As you abort an activity and pass the error condition up to outer contexts, don't throw away the the information only known by the inner contexts.

Examples of things to capture

  • The URL of the failed HTTP request
  • The path of the file that could not be found
  • The arguments and the mathematical operation that failed due to division by zero
  • The line in the configuration file whose value did not work

Context capture layers

Each layer of context may potentially contribute to the description of the error condition, contributing higher level information in the outer layers.

  • What API call failed and why it failed.
  • What calling the API was trying to achieve.
  • What high level operation or task that was aborted as a result.
  • How, with what input, and why the high level operation was started in the first place.

The second biggest sin is discarding valuable information

They lossy propagation problem

Context information is frequently lost when propagating the error condition from the lower levels of a system to the higher levels of the system.

  • Throwing away information
  • Not augmenting the error information with context that only intermediate layers know

I Have No Mouth, and I Must Scream

What do we do when we're forced to implement an interface that does not allow us to report back all the error information that we have?

Side channels!

Side channels

Examples of standard side channels:

errnoPosix API
SetLastError()Windows Win32 API
Log filesCommon practice
Process dump filesCommon OS mechanism

Thread Local Storage is often used to create ad-hoc side-channels.

Corralation IDs

A unique identifier given to an ongoing activity that is provided both in main reporting channels and side channels to allow corralation of information passed through each channel.

Pass corralation IDs across network boundaries.

Error codes

Identifiers you can paste into Google to find other people complaining about the same problem.

UX and DX

UXThe User Experience of users that just want to get on with his work with as little fuzz as possible experiences when an error occurs.
DXThe Developer Experience of developers that are trying to diagnose and possibly eliminate errors that have been reported.

Don't confuse the two.
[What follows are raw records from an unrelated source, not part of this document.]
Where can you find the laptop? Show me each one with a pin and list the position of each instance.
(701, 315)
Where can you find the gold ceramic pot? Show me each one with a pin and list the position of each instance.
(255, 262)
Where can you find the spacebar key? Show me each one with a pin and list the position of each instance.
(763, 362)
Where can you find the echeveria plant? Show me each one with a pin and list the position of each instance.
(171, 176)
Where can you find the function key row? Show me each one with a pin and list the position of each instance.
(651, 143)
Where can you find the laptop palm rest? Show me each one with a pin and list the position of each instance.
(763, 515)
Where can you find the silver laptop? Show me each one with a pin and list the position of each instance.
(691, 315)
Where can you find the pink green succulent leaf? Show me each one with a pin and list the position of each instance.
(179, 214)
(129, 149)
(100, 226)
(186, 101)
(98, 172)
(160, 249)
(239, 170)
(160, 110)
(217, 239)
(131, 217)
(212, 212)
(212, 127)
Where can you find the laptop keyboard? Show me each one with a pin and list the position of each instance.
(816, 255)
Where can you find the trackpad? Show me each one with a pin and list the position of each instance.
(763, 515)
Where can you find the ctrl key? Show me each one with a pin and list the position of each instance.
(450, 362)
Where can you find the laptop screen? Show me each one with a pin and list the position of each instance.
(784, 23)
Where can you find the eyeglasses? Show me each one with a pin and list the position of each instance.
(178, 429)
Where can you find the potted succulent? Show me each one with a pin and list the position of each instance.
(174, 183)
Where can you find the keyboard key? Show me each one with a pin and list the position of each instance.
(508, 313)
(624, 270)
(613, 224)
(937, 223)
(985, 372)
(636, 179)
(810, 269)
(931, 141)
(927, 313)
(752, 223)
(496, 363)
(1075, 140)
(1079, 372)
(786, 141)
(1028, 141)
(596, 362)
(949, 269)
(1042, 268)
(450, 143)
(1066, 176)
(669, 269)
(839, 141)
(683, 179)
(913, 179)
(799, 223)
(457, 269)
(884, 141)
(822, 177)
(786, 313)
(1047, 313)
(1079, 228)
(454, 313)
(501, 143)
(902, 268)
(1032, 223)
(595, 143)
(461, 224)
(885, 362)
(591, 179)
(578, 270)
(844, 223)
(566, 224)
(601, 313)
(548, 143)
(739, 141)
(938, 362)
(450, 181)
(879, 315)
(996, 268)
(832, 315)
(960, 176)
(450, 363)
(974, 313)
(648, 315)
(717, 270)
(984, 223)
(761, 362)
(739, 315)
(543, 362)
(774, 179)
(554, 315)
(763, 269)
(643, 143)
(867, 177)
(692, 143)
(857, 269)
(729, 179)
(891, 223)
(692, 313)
Don't communicate with the user through log files.

UX: What users would like to know

  • Is it worth trying again later?
  • What is the current state of my work and the operation I tried to do?
  • What aspect of what I tried to do triggered the problem?
  • Is there anything I can do to make the problem go away?
  • If I need a developer to look at the problem, what do I tell them to look for?

Cop outs

  • Try again later.
  • Contact your system administrator.

Translation: The UI layer has no idea what happened.

UX is not putting lipstick on a pig

Good UX requires often improving context capturing.

Actionable conditions

  • If something is missing, guide the user to provide the information
  • If some input or setting is wrong, guide the user to fix it
  • If something needs to be installed or upgraded, help the user do so
  • If the user lacks permission, help the user request permission from the right person

Expected API errors are not application errors

Uninitialized, incomplete or unfinished are common states which users don't consider an error.

“A clever person solves a problem. A wise person avoids it.”

“A clever person solves a problem. A wise person avoids it.”

— Anonymous

“I never said half the crap people said I did.”

— Albert Einstein

Graceful degrade

Make the best of what you've got.

Don't close down the restaurant when you run out of parsley


Bonus slides...

API contracts

Context Capture behavior effectively becomes part of the API as soon as outer layers start depending on it.